The majority of young people discussed how they have felt ‘normal’ and like part of a family since coming into care. This was expressed regardless of participants’ current relationships with biological family, with many describing strong and important bonds with both their biological and foster family. Feeling like part of a family was especially valued and some expressed their appreciation for the support and sense of belonging provided by their foster carers.

Just feel like an ordinary family really, like an ordinary person. Sometimes I don’t even realise I’m in care. (11 years old)

I’m lucky I ended up here. I’m so goddamn lucky I ended up here, coz this is my home now, it’s my family and I love ’em, I love ’em, I actually do, coz they’re my family. (12 years old)

In some cases, these positive aspects of their placement were reported to facilitate improvements within different areas of participants’ lives, such as their school, and their ability to cope with difficult situations and emotions.

They [carers] like understand what I’m saying and like if I’m annoyed they help me to know how to calm down. (10 years old)

I started knuckling down at school, because I felt safe. (12 years old)

Subtheme 2: negative aspects of being in care included feeling different and not being listened to or respected

Most participants discussed feeling ‘different’ because they were a young person in care, and were concerned about others’ judgement. Mandatory forms and compulsory meetings with social workers could create difficult situations for participants, or ‘annoying’ disruptions, which served as regular reminders that they were different from other children, who were not asked to fill in forms and (for example) leave class to meet with a social worker.
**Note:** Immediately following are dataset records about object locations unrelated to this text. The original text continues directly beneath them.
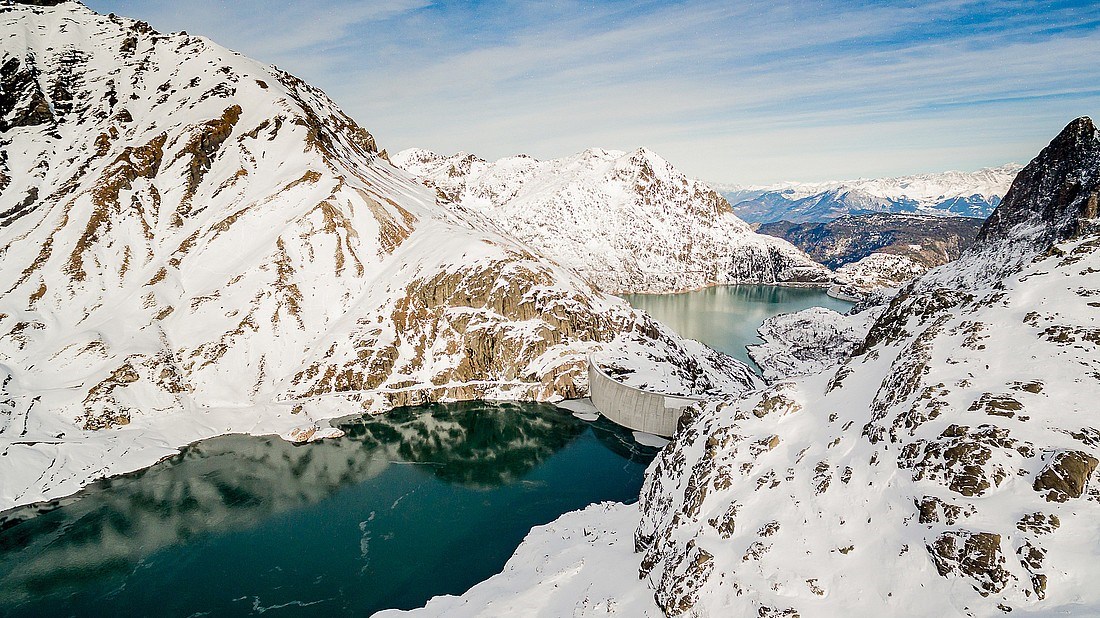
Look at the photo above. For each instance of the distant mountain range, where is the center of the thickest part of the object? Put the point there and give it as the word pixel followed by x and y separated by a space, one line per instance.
pixel 953 194
pixel 627 221
pixel 928 240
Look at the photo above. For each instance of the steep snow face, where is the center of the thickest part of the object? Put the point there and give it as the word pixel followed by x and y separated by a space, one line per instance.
pixel 878 271
pixel 629 222
pixel 947 467
pixel 954 194
pixel 193 243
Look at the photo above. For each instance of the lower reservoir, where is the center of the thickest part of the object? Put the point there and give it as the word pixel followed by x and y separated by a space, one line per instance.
pixel 417 503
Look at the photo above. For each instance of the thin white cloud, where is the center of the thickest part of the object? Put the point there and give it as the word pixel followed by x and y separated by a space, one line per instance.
pixel 727 90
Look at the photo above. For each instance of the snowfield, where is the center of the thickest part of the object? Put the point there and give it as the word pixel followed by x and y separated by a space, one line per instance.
pixel 945 467
pixel 195 243
pixel 629 222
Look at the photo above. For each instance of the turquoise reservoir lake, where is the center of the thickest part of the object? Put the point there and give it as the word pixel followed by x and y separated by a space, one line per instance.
pixel 417 503
pixel 726 318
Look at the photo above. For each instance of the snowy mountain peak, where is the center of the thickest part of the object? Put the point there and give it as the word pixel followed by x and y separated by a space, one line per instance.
pixel 193 243
pixel 954 194
pixel 626 221
pixel 1056 195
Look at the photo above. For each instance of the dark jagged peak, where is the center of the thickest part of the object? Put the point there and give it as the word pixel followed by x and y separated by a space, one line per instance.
pixel 1052 198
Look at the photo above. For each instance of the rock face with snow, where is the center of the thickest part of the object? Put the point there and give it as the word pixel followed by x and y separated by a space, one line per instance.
pixel 629 222
pixel 953 194
pixel 878 271
pixel 946 467
pixel 809 341
pixel 193 243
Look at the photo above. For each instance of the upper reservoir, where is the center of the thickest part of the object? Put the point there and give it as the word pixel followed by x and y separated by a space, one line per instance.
pixel 726 318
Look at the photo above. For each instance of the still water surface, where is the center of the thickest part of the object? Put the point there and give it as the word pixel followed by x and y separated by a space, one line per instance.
pixel 417 503
pixel 726 318
pixel 414 504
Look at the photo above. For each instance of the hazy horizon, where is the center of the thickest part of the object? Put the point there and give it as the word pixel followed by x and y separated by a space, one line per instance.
pixel 728 92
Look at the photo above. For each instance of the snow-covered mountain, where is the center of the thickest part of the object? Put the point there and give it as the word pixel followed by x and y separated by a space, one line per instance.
pixel 946 467
pixel 193 243
pixel 952 194
pixel 629 222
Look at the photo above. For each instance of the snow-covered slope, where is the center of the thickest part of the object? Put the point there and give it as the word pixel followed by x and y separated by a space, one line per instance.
pixel 954 194
pixel 809 341
pixel 629 222
pixel 193 243
pixel 945 468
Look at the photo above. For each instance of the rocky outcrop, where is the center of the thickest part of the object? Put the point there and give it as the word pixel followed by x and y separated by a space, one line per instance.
pixel 1058 192
pixel 944 467
pixel 194 243
pixel 809 341
pixel 628 222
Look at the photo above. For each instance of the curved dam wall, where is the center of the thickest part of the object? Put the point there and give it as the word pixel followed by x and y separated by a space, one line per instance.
pixel 634 408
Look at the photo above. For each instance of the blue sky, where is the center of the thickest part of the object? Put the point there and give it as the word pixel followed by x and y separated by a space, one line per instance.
pixel 728 91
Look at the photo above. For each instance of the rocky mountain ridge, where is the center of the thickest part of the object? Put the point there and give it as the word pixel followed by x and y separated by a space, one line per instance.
pixel 629 222
pixel 949 194
pixel 193 243
pixel 946 466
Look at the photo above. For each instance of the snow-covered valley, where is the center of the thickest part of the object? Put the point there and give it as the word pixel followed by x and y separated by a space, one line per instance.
pixel 943 467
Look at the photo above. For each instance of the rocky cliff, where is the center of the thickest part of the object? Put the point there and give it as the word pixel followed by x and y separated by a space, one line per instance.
pixel 193 243
pixel 926 240
pixel 629 222
pixel 946 467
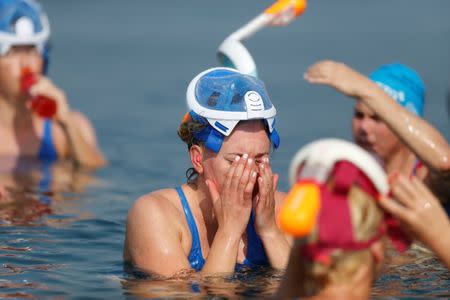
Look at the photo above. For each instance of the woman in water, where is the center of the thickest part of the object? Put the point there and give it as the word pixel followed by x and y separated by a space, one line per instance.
pixel 340 230
pixel 24 34
pixel 224 216
pixel 387 120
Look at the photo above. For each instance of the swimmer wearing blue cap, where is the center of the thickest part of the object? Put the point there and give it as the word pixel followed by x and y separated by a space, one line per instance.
pixel 24 48
pixel 388 120
pixel 224 216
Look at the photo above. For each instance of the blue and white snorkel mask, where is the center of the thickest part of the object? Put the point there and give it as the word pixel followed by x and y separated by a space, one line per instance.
pixel 23 22
pixel 221 97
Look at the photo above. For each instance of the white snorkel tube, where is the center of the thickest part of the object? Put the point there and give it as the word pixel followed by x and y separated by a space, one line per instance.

Alongside this, concerns about others’ (eg, teachers, peers) lack of understanding meant that many participants were very conscious of being judged or stigmatised, particularly within the school context.

Most people think you are naughty ’cause you’re in care. (10 years old)

Like the social workers coming in here [school] or whatever… it’s awkward ’cause like a normal person wouldn’t really have that. (10 years old)

Among adolescents and particularly those struggling with mental health difficulties, feeling different from their peers was often accompanied by complaints of lacking freedom and control, generating a feeling of restricted independence. This led some older participants to express their desire to leave the care system and move into independent living, in order to take back control over their lives.

I have no control over my own life. (16 years old)

I want to go into independent living, because I’ve had enough of living with, like, parent figures and I just want to be on my own and be independent and prove that I can do it. (16 years old)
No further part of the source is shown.